US data remain sobering. Recent figures from the Internal Revenue Service show that in 2007 the top-percentile income share reached 23.5 per cent, continuing a 30-year increase. And, in some ways even more troubling, US inequality is widening largely because of falling real incomes for all but the most-skilled highest earners. Between 2000 and 2008, only workers with a professional postgraduate degree - 2 per cent of the labour force - enjoyed increases in mean real money income. All other educational cohorts, including college graduates and those with PhDs, suffered falls. The recession is putting further pressure on many workers: year-to-date, average weekly earnings for production and non-supervisory workers have fallen 1.5 per cent.
These income trends are worrisome for many reasons. One is the contribution of poor real and relative income performance to the protectionist drift in US economic policy seen, for example, in the 2009 Employ American Workers Act. Public support for globalisation is strongly linked to labour-market performance, which for many has long been poor.
So, what to do? Policymakers have long quibbled over the facts. They have also invoked vague and distant remedies. A better educated US workforce? Upgrading skills is terrific - but it takes generations. It took more than 60 years for the US to boost the college-graduate share of the labour force from 6 per cent in 1945 to 29.8 per cent today - and that entailed government programmes and profound socio-economic changes.
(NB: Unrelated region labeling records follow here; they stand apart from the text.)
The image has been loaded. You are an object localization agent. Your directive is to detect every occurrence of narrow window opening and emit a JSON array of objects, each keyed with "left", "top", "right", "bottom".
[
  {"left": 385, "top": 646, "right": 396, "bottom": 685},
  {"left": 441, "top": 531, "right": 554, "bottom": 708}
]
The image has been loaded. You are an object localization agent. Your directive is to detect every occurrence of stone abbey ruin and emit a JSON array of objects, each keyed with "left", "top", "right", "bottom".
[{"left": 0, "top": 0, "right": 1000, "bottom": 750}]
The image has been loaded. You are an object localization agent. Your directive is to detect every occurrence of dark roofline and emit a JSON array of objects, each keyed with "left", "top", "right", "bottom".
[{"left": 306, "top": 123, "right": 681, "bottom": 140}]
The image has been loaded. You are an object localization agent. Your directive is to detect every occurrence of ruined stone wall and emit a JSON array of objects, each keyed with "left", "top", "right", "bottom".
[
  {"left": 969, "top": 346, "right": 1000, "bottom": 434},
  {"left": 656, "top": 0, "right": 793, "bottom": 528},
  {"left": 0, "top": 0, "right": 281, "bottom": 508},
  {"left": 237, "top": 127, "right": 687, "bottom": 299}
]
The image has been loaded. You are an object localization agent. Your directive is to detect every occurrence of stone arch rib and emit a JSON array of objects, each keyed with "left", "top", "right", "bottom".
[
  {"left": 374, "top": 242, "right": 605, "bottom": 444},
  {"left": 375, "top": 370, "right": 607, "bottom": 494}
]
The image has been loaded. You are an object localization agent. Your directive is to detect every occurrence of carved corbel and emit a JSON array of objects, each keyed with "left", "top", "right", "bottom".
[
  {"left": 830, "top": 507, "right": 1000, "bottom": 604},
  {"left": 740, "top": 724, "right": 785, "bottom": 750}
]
For a more immediate effect, policymakers need to redirect their bold, creative, non-partisan energies from the financial crisis to income inequality. Here are three proposals.
First, encourage the global engagement of multinational companies that have US operations. These companies - both parents of US-based multinationals and "insourcing" affiliates of foreign-based multinationals - create precisely the jobs that more Americans need: high-paying work that involves knowledge creation, capital investment and exporting. In 2006 these multinationals undertook 42.6 per cent of all US capital investment, shipped 66.9 per cent of all US goods exports and conducted a remarkable 89.6 per cent of all US private sector research and development. The bottom line that year for their nearly 27m employees was average compensation of $64,121 - more than 25 per cent above the economy-wide average.
America needs to be better at supporting US job creation by these multinationals - by helping them become more globally engaged. Their expansion abroad tends to complement, not substitute for, their US operations. A big obstacle here is proposals to boost their US taxes. The US is already a high-tax outlier relative to nearly all the world. Raising this burden would reduce the global competitiveness of these multinationals - and their US employment and other activities.
Second, direct any fiscal redistribution at the right target. Focusing on personal income tax is misplaced because this tax is already quite progressive. The right target is the Federal Insurance Contributions Act tax for social insurance. By virtue of being both a flat rate on a largely capped base, FICA is a regressive tax that tends to reinforce rather than offset pre-tax inequality. And it is nearly as big as the progressive income tax: in fiscal 2008, $900bn versus $1,100bn.
Third, overhaul and expand America's antiquated labour-market-adjustment programmes. Unemployment insurance was introduced in the 1930s, designed to replace a worker's income temporarily until rehired by the same company. Today's unemployment risks are much more involved and workers need a broader safety net. The higher costs of this overhaul can be paid for by raising the FICA cap and/or marginal rate.
Long-standing income inequality pressures have been overshadowed by the financial crisis. But they will soon return to centre stage. Who will rise to the challenge of addressing inequality with the same determination mustered for the financial crisis?